Conversely, for the current season, Unica reported on Tuesday that Brazil’s 2025/26 Center-South sugar production for April fell -38.6% year-over-year to 1.58 MMT. Moreover, Unica’s report on April 14 indicated that cumulative 2024/25 Brazil Center-South sugar output through March fell by 5.3% year-over-year to 40.169 MMT. Conab had also projected in the previous month that Brazil’s 2024/25 sugar production would fall -3.4% year-over-year to 44.118 MMT, citing lower sugarcane yields due to drought and excessive heat, with Green Pool Commodity Specialists noting a potential loss of up to 5 MMT of sugarcane due to fires.
Thailand’s Contribution
The outlook for higher sugar production in Thailand also presents a bearish factor for prices. On May 2, Thailand’s Office of the Cane and Sugar Board reported that Thailand’s 2024/25 sugar production rose +14% year-over-year to 10.00 MMT. Thailand stands as the world’s third-largest sugar producer and the second-largest sugar exporter, making its output significant for global supply.
Current Season’s Tighter Market
Despite the strong outlook for 2025/26, the current 2024/25 season has shown some signs of a tighter market. The International Sugar Organization (ISO) on Thursday raised its 2024/25 global sugar deficit forecast to a nine-year high of -5.47 MMT, up from a February forecast of -4.88 MMT. The ISO also cut its 2024/25 global sugar production forecast to 174.8 MMT from 175.5 MMT previously, indicating a tightening market compared to the 2023/24 global sugar surplus of 1.31 MMT.

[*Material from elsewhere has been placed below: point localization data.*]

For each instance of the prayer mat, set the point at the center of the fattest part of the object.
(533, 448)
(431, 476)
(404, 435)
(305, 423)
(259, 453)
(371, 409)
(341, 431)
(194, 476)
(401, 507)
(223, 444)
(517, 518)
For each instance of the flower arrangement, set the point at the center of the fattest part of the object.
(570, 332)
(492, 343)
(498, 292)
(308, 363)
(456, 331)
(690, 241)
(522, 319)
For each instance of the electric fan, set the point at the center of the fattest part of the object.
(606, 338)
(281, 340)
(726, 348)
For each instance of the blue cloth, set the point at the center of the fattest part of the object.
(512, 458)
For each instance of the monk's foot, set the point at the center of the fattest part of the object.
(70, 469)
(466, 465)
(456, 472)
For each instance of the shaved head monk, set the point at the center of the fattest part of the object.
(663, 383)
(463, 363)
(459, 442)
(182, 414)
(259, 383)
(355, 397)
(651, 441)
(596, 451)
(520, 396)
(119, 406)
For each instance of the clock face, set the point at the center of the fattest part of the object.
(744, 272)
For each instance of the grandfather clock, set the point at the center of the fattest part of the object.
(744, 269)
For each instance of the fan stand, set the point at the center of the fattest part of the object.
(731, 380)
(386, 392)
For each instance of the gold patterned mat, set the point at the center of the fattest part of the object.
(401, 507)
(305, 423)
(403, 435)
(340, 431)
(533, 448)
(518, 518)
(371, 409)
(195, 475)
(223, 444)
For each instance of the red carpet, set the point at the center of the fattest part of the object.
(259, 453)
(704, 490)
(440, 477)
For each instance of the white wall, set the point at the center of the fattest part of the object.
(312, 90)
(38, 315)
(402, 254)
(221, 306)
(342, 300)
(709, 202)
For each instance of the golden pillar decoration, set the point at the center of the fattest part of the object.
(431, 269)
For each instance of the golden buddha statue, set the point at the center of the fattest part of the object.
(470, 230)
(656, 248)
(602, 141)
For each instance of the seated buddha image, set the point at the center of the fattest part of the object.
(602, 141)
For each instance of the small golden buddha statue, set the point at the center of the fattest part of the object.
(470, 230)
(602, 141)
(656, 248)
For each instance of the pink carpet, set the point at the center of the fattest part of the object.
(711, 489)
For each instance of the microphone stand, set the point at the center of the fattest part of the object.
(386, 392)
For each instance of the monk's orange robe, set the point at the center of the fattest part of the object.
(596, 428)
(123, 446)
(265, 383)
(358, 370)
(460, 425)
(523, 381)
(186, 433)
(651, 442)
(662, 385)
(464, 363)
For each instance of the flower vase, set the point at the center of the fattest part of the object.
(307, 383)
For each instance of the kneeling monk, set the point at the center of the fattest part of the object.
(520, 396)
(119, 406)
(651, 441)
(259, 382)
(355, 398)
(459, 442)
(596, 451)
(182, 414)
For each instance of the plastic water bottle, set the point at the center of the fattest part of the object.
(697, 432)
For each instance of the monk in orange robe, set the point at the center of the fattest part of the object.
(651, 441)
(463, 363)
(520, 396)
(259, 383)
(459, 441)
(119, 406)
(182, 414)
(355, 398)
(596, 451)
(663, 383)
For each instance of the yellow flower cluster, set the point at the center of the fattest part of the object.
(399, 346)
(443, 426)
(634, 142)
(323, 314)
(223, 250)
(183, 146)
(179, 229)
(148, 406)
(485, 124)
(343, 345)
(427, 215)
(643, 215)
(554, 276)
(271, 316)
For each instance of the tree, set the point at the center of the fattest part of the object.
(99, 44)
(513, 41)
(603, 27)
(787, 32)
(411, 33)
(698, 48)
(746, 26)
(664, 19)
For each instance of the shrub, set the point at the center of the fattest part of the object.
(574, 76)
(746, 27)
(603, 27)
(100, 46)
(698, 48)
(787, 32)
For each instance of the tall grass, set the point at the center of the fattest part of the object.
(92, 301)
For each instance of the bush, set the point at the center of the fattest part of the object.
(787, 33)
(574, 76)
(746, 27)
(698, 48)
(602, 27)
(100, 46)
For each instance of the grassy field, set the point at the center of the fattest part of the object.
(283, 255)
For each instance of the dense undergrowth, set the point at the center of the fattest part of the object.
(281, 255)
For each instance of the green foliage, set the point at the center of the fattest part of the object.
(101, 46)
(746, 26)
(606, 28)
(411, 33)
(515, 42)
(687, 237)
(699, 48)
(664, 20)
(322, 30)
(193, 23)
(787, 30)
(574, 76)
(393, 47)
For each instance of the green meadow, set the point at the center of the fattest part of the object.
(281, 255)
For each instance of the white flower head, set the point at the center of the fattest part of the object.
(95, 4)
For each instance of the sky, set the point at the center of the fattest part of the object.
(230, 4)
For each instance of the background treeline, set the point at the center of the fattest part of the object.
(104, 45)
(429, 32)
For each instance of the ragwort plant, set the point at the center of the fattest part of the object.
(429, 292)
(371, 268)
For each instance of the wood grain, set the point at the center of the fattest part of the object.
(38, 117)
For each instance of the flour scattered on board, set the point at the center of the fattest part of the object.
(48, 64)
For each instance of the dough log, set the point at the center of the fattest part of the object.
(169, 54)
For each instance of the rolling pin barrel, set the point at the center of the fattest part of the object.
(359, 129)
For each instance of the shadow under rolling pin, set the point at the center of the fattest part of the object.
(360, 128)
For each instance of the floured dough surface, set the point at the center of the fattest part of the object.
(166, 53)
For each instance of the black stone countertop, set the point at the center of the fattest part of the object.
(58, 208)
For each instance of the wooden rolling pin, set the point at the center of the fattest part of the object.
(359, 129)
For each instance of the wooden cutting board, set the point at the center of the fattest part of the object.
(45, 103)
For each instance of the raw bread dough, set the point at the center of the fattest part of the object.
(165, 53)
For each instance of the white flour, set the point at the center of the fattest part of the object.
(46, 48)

However, the USDA, in its bi-annual report released November 21, projected that global 2024/25 sugar production would climb +1.5% year-over-year to a record 186.619 MMT, with global human sugar consumption increasing +1.2% year-over-year to a record 179.63 MMT. The USDA also forecasted that 2024/25 global sugar ending stocks would decline -6.1% year-over-year to 45.427 MMT, presenting a complex picture for the current season.
Ultimately, the market’s focus remains firmly on the anticipated surge in global sugar supplies for the 2025/26 season. While the current 2024/25 period presents a mixed bag of production challenges and deficits, the strong projections from leading consultants and agricultural agencies for the next season are predominantly driving the bearish sentiment and the recent downward trend in sugar prices.